Posted: Fri Dec 14, 2007 2:36 am
by niccolo
Just now found that's not so good with trial run area - all german words loose umlauts.

So may for English Textpipe is a good tool but for multilanguage files it should be taken with care.

Posted: Fri Dec 14, 2007 5:37 am
by DataMystic Support
No - if you read the help, the trial run area handles either ANSI or Unicode UTF-16 text (check the box).

If you use any other format you will loose data.
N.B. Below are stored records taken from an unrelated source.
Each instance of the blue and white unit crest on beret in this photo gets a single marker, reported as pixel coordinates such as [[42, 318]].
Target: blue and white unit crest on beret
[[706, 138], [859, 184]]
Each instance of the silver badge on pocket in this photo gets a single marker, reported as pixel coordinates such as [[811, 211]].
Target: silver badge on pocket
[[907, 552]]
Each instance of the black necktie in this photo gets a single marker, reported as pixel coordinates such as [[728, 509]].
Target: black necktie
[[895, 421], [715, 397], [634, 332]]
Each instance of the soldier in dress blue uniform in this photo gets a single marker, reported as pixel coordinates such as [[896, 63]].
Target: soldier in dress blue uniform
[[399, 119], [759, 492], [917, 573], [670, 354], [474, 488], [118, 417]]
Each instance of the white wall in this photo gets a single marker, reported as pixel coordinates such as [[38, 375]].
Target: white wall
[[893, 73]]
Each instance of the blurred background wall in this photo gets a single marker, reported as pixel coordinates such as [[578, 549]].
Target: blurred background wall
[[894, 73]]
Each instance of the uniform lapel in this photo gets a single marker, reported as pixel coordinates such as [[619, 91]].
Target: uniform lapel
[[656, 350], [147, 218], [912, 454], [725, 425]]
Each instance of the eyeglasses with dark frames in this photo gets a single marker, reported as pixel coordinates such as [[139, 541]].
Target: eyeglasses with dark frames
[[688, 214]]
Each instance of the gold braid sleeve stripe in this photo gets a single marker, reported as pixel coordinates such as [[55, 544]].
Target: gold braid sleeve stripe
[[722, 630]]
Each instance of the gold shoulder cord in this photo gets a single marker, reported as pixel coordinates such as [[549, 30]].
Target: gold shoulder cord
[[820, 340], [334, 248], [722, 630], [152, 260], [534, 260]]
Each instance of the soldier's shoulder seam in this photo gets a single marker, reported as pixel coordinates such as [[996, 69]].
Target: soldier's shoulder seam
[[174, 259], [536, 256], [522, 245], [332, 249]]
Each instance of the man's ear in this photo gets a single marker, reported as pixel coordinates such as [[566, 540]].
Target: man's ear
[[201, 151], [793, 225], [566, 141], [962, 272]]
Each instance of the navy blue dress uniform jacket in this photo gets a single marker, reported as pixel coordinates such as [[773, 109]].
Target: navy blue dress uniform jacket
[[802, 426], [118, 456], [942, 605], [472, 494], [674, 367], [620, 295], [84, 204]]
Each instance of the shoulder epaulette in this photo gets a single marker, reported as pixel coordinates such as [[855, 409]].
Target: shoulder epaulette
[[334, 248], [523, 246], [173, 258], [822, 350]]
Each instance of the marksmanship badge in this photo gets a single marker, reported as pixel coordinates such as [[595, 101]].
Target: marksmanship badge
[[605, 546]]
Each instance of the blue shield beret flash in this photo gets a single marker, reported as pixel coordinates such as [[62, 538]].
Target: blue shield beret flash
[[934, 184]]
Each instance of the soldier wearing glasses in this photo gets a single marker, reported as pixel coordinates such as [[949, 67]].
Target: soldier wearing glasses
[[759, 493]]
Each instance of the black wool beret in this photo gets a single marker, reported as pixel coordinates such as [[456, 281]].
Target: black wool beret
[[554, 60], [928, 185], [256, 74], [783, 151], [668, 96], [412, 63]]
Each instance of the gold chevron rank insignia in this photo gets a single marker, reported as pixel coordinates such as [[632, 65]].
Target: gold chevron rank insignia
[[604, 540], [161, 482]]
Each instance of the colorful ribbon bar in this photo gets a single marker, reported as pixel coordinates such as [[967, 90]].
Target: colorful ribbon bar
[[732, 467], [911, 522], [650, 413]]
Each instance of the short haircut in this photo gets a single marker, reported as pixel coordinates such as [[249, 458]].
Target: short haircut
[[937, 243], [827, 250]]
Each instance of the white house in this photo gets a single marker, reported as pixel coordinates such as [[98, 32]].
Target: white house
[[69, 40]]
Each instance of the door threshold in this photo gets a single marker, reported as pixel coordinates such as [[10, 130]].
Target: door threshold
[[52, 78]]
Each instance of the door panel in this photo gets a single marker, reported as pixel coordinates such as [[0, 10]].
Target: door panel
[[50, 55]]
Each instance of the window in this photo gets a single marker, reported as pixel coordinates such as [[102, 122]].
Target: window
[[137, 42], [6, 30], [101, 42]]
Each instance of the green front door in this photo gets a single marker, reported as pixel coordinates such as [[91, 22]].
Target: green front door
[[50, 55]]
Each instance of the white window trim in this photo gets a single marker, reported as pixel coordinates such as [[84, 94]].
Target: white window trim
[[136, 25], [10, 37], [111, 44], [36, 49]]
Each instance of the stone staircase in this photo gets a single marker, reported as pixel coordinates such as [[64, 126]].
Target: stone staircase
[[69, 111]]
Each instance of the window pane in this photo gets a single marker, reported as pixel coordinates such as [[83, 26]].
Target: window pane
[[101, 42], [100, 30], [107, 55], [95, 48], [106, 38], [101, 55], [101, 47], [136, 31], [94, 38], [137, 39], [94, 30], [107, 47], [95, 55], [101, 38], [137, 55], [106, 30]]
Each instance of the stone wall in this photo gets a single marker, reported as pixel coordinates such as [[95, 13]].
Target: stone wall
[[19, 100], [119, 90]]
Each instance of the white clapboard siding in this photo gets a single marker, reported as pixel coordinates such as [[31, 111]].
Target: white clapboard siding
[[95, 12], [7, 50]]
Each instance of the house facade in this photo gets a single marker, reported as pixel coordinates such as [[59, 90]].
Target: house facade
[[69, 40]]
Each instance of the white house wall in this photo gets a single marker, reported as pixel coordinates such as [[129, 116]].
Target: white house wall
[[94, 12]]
I have been using TextPipe to process lots of UTF-8 files

Posted: Fri Dec 14, 2007 8:11 am
by DFH
I have been using TextPipe Standard to process lots of UTF-8 files, all with success, including many with non-Latin characters, such as Cyrillic, Chinese, Thai, Amharic, Japanese, Hebrew.

Only the trial area has those restrictions, just as Simon already explained.

Posted: Fri Dec 14, 2007 8:50 pm
by niccolo
DFH - If You have everything OK may be You can explain where I'm wrong in my example?

And regarding textpipe - in regex line I can insert sybbols that is not in system locale encoding. But in filter list such symbols look corrupted. When this problem will be solved?

Don't have a rapidshare account

Posted: Sat Dec 15, 2007 1:46 am
by DFH
The link you posted took me to a page wanting me to pay for an account. Please make it easier for other members to help you.

Posted: Sat Dec 15, 2007 2:21 am
by niccolo
DFH - if You don't use proxy there should be no problem with getting file.

Copy link into browser and press enter. In the opened screen press FREE.
Then appears another window where You are asked to enter code on a small picture (No premium Please enter). Type it in box below and press Download via ....... button.

Downloaded it now, thanks !

Posted: Sat Dec 15, 2007 4:59 am
by DFH
I didn't see the buttons before - thanks for help.